6/7/14

From Jim McGuiggan... IS sin inevitable?


IS sin inevitable?

I love it when the kids turn out to be glorious men and women of God. Is there anything more precious to Christian parents than that? I can’t think of it. And how they beam—these parents—when someone turns to them and says something like, "You two have done a wonderful job with the children." And why wouldn’t they beam? That is a great job you’ve done with that garden, fence, extension or whatever! That pleases us so why would anyone imagine that we wouldn’t (or shouldn’t) be ecstatic about our kids and grateful that we didn’t get it all wrong? Certainly we realize we didn’t do it alone. There were our parents or friends, Sunday school teachers and preachers that helped shape us and so blessed our children. Rejoice in this, I can hear John saying (see 2 John 4 and 3 John 4).

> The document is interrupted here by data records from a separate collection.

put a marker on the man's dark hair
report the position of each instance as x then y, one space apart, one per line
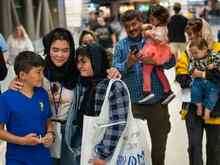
130 15
26 60
194 25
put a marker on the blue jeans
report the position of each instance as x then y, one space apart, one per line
205 92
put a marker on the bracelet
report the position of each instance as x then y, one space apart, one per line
54 135
203 74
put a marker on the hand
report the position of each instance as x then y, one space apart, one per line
132 59
147 60
15 85
31 139
98 162
48 139
211 66
197 73
113 73
146 27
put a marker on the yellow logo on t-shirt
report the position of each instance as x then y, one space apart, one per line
41 105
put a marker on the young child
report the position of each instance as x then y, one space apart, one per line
203 92
26 114
156 49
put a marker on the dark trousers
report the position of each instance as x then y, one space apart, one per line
157 117
195 128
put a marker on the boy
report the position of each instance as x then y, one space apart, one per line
204 92
26 114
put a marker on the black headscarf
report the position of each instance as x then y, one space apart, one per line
100 64
68 73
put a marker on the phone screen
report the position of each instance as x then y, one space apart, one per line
134 49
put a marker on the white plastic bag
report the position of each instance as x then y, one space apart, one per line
132 147
55 148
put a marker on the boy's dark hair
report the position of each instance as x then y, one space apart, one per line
177 7
26 60
199 43
130 15
159 12
194 24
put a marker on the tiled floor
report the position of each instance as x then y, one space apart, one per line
177 141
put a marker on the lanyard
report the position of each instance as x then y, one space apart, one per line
56 104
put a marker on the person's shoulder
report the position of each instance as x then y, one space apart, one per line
9 95
122 42
103 84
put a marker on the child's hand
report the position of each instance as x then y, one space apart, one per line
98 162
197 73
146 27
31 139
113 73
211 66
48 139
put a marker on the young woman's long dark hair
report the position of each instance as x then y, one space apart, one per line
3 68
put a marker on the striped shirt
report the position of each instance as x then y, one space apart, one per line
202 64
118 111
133 76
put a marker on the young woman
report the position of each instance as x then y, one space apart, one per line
195 124
61 75
92 64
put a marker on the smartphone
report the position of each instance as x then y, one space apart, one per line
134 49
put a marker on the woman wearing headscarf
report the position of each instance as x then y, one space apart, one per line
92 64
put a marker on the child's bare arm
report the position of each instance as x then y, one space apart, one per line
49 138
30 139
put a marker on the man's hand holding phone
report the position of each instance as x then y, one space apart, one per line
133 55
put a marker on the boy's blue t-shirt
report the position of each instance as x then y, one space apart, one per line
22 116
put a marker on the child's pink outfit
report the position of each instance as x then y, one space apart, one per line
160 53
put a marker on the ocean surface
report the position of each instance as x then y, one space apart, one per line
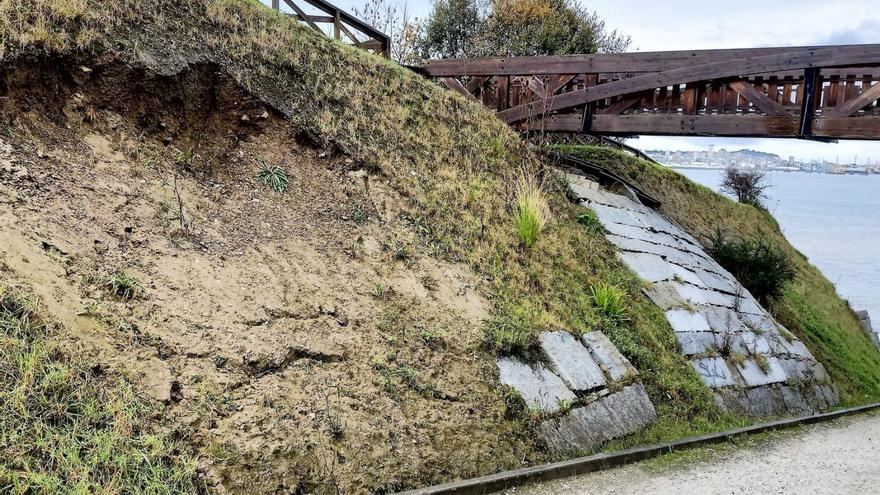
834 220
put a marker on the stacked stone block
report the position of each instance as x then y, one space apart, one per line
586 389
754 365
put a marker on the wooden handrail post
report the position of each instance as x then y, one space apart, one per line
812 87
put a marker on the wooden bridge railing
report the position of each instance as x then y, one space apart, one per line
359 33
806 92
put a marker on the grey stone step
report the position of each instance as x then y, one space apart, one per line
538 386
616 415
571 361
616 366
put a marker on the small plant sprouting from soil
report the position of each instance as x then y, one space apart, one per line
428 282
609 299
185 158
512 331
531 212
360 212
763 363
738 358
565 405
273 177
591 222
429 337
124 285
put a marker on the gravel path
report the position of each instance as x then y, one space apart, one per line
840 457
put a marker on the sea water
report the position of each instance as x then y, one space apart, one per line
834 220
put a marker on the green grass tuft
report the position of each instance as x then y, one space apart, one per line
66 430
531 212
124 285
273 177
609 300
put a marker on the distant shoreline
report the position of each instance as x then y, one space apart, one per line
686 167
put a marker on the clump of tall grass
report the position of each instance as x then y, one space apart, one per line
273 177
609 299
531 212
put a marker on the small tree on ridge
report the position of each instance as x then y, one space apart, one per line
747 185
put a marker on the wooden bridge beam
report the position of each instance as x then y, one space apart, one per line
866 54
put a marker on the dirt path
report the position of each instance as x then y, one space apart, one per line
840 457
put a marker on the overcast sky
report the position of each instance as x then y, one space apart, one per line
691 25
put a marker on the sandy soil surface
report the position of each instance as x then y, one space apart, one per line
840 457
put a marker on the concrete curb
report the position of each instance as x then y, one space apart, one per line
501 481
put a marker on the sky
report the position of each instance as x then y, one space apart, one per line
692 25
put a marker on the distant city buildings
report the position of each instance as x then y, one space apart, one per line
745 158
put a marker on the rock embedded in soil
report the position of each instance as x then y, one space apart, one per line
615 365
613 416
538 386
572 361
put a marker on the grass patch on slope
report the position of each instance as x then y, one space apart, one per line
66 430
809 306
451 158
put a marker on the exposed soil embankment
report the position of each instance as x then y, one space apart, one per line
298 339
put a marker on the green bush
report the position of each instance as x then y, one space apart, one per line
762 267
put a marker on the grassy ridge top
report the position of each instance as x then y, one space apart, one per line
810 306
456 166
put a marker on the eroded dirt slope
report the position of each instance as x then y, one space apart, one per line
305 340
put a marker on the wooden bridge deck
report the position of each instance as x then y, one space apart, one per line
826 92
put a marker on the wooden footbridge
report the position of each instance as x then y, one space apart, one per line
823 93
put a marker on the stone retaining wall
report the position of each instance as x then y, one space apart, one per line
755 366
587 390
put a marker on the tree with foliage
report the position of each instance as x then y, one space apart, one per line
747 185
393 19
548 27
466 28
453 29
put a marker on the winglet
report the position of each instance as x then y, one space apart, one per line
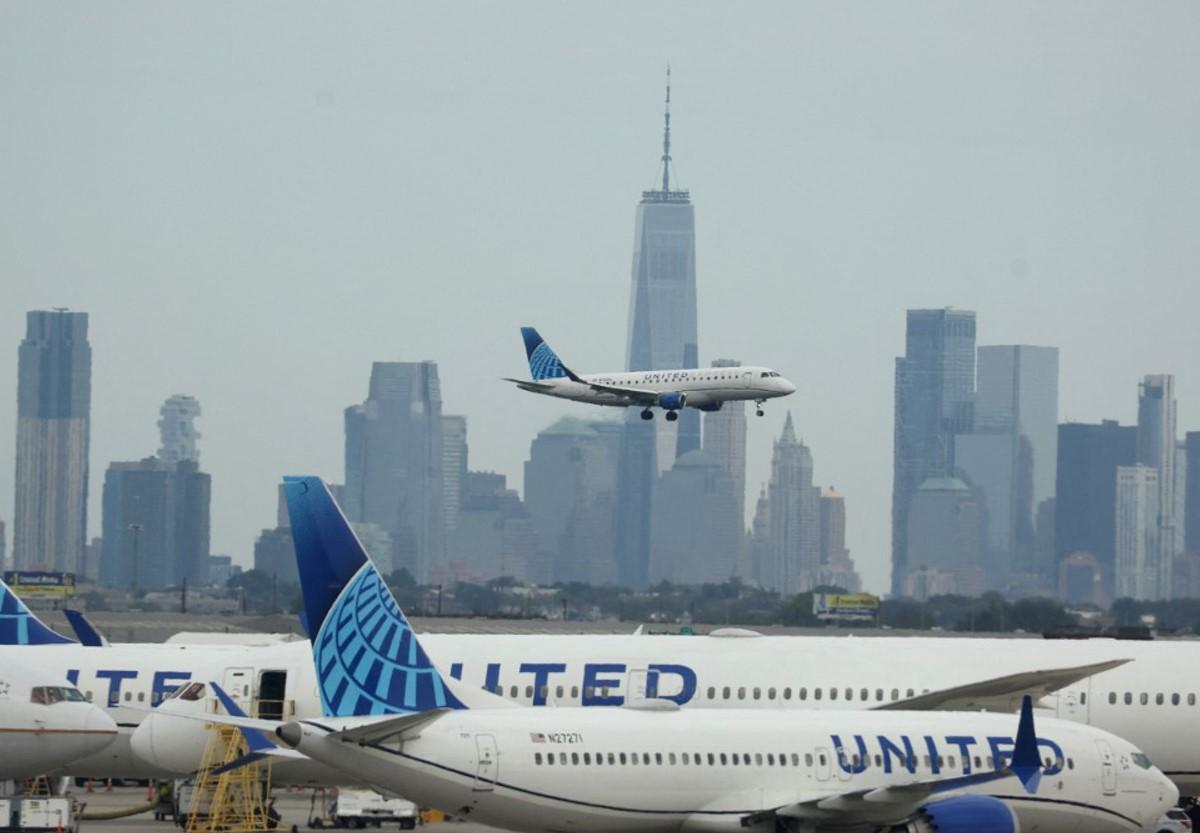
84 629
18 625
1026 762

All this joy assumes that our input matters! All this assumes that the nature of our input matters. We think—and why wouldn’t we?—that nurturing children in the good is vitally important. Is there anyone anywhere that thinks differently? Even behaviorists like B.F. Skinner and bio-ethicists like E.O. Wilson would agree with that. Nurturing people in the good helps them to be good. It doesn’t guarantee that the child will be good in later life because there are other influences operating but to deny that someone raised in a loving, warm and disciplined home where righteousness matters and Jesus is Lord isn’t helped toward faith is nonsense! If a child raised in such a home grows into a fine Christian man or woman we shrug with joy (not presumption) for we more than half expected it. If a girl raised in such a home became a vicious serial killer we’d be astonished precisely because it runs against expectation. Even Christ marveled when he met unbelief in Capernaum (it might have been Nazareth—see Mark 6:1-6). And why did he marvel? Guess!

All this is so obviously true! And what about the other side of the coin? What other side? The child is raised in a house of garbage! He’s nurtured in moral filth and stink. He is taught bitterness by the two leading figures in his life and knows how to mistreat a woman and how to get even when you lack physical strength. He is shaped by cruel peers, bullied by people in power, fed moral muck in movies, books and cyberspace. And how will he turn out? Well, in point of fact we know many young people who beat all that junk and grew to be glorious people. Of course, praise God! But weren’t we amazed with a glad amazement? Didn’t we shake our heads in happy disbelief? And why is that? Guess!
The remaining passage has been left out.